How should we test AI for human-level intelligence? OpenAI’s o3 electrifies quest

Experimental model’s record-breaking performance on science and maths tests wows researchers

Some researchers think AI systems will reach human-level intelligence soon; others think it’s far away.Credit: Getty

The technology firm OpenAI made headlines last month when its latest experimental chatbot model, o3, achieved a high score on a test that marks progress towards artificial general intelligence (AGI). OpenAI’s o3 scored 87.5%, trouncing the previous best score for an artificial intelligence (AI) system of 55.5%.

This is “a genuine breakthrough”, says AI researcher François Chollet, who created the test, called Abstraction and Reasoning Corpus for Artificial General Intelligence (ARC-AGI)¹, in 2019 while working at Google, based in Mountain View, California. A high score on the test doesn’t mean that AGI — broadly defined as a computing system that can reason, plan and learn skills as well as humans can — has been achieved, Chollet says, but o3 is “absolutely” capable of reasoning and “has quite substantial generalization power”.

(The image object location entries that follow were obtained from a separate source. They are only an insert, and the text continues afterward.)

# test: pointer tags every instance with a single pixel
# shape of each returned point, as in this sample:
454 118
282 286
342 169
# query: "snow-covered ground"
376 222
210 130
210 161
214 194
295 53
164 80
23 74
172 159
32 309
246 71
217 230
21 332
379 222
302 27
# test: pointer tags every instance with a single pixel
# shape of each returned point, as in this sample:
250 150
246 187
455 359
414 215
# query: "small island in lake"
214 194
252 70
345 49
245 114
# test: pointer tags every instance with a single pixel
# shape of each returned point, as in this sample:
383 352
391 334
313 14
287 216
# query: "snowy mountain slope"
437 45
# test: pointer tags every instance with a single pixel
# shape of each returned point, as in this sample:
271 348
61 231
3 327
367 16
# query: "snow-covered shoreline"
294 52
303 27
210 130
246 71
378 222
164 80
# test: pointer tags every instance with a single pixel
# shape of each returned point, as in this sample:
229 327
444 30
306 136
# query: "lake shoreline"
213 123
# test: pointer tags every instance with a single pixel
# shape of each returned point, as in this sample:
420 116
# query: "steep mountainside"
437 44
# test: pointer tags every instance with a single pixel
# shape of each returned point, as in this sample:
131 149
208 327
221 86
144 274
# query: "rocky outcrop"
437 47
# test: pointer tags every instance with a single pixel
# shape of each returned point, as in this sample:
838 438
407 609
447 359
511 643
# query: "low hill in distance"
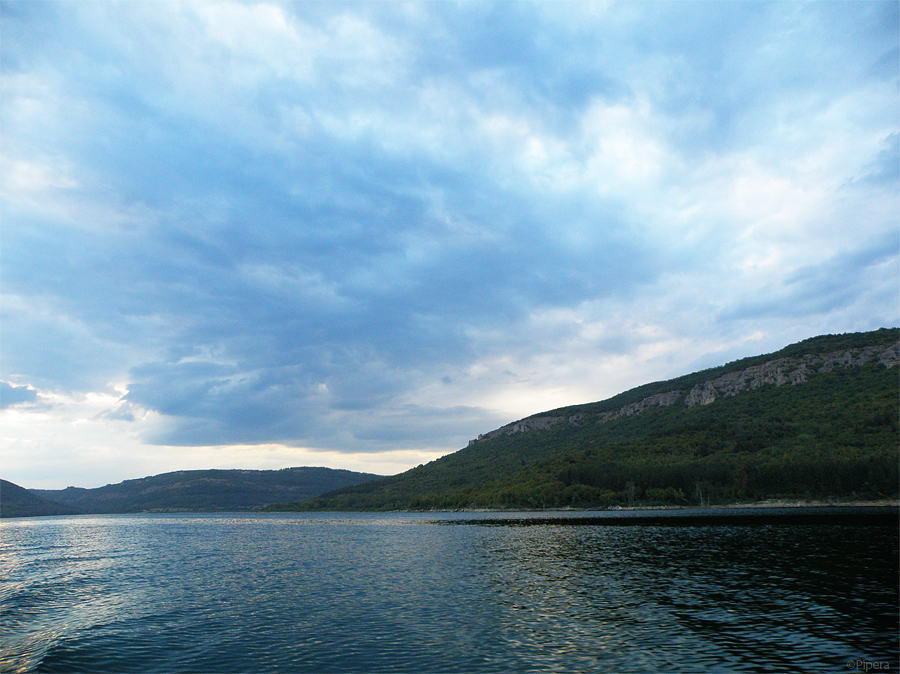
16 501
204 490
815 420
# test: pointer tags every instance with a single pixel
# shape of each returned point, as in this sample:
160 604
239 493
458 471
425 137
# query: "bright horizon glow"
263 235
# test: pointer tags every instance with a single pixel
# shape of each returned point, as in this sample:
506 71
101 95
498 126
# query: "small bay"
404 592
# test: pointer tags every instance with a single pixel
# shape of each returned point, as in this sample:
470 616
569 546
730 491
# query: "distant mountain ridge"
777 372
16 501
815 420
204 490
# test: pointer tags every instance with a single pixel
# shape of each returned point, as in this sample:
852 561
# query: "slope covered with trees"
16 501
816 420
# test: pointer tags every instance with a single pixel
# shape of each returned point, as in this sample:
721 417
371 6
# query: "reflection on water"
329 593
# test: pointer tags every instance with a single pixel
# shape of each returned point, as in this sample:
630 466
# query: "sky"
357 235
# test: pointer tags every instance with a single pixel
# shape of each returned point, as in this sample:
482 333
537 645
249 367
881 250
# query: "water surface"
403 593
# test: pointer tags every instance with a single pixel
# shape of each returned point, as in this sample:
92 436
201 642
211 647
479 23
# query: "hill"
817 419
205 490
16 501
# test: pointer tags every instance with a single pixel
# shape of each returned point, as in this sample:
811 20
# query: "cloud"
15 395
365 227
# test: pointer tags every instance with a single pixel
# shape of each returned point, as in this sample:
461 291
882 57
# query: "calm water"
401 593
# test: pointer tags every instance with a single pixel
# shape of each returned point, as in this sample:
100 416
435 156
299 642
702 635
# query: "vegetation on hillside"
833 437
206 490
16 501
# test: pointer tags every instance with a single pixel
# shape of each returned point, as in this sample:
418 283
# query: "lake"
447 592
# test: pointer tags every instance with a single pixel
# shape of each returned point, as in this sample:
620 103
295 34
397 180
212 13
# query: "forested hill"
16 501
205 490
816 420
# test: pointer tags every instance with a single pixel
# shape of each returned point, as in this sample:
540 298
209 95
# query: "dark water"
401 593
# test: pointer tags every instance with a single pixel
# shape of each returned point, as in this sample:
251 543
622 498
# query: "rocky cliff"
776 372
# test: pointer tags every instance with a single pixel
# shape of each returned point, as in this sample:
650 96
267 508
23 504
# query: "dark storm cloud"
280 223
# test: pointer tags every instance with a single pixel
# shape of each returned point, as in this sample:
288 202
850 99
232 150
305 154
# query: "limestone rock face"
792 371
776 372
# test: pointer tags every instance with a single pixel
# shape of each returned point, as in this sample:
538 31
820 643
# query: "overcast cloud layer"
358 234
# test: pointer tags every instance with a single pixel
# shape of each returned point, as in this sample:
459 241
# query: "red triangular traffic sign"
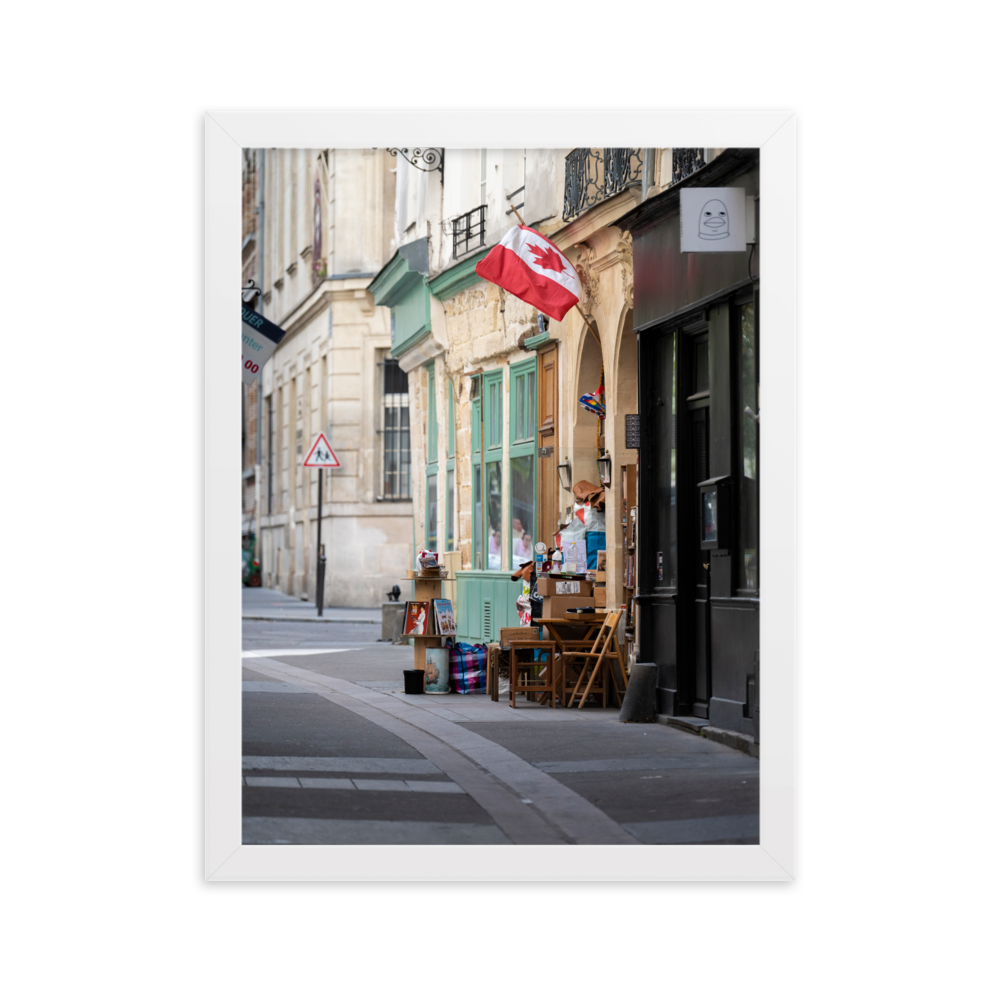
321 455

Researchers are bowled over by o3’s performance across a variety of tests, or benchmarks, including the extremely difficult FrontierMath test, announced in November by the virtual research institute Epoch AI. “It’s extremely impressive,” says David Rein, an AI-benchmarking researcher at the Model Evaluation & Threat Research group, which is based in Berkeley, California.

But many, including Rein, caution that it’s hard to tell whether the ARC-AGI test really measures AI’s capacity to reason and generalize. “There have been a lot of benchmarks that purport to measure something fundamental for intelligence, and it turns out they didn’t,” Rein says. The hunt continues, he says, for ever-better tests.

OpenAI, based in San Francisco, has not revealed how o3 works, but the system arrived on the scene soon after the firm’s o1 model, which uses ‘chain of thought’ logic to solve problems by talking itself through a series of reasoning steps. Some specialists think that o3 might be producing a series of different chains of thought to help whittle down the best answer from a range of options.

Spending more time refining an answer at test time makes a huge difference to the results, says Chollet, who is now based in Seattle, Washington. But o3 comes at a massive expense: to tackle each task in the ARC-AGI test, its high-scoring mode took an average of 14 minutes and probably cost thousands of dollars. (Computing costs are estimated, Chollet says, on the basis of how much OpenAI charges customers per token or word, which depends on factors including electricity usage and hardware costs.) This “raises sustainability concerns”, says Xiang Yue at Carnegie Mellon University in Pittsburgh, Pennsylvania, who studies large language models (LLMs) that power chatbots.

Generally smart

Although the term AGI is often used to describe a computing system that meets or surpasses human cognitive abilities across a broad range of tasks, no technical definition for it exists. As a result, there is no consensus on when AI tools might achieve AGI. Some say the moment has already arrived; others say it is still far away.

Many tests are being developed to track progress towards AGI. Some, including Rein’s 2023 Google-Proof Q&A², are intended to assess an AI system’s performance on PhD-level science problems. OpenAI’s 2024 MLE-bench pits an AI system against 75 challenges hosted on Kaggle, an online data-science competition platform. The challenges include real-world problems such as translating ancient scrolls and developing vaccines³.

Good benchmarks need to sidestep a host of issues. For instance, it is essential that the AI hasn’t seen the same questions while being trained, and the questions should be designed in such a way that the AI can’t cheat by taking shortcuts. “LLMs are adept at leveraging subtle textual hints to derive answers without engaging in true reasoning,” Yue says. The tests should ideally be as messy and noisy as real-world conditions while also setting targets for energy efficiency, he adds.

Yue led the development of a test called the Massive Multi-discipline Multimodal Understanding and Reasoning Benchmark for Expert AGI (MMMU), which asks chatbots to do university-level, visual-based tasks such as interpreting sheet music, graphs and circuit diagrams⁴. Yue says that OpenAI’s o1 holds the current MMMU record of 78.2% (o3’s score is unknown), compared with a top-tier human performance of 88.6%.

The ARC-AGI, by contrast, relies on basic skills in mathematics and pattern recognition that humans typically develop in early childhood. It provides test-takers with a demonstration set of before and after designs, and asks them to infer the ‘after’ state for a novel ‘before’ design (see ‘Before and after’). “I like the ARC-AGI test for its complementary perspective,” Yue says.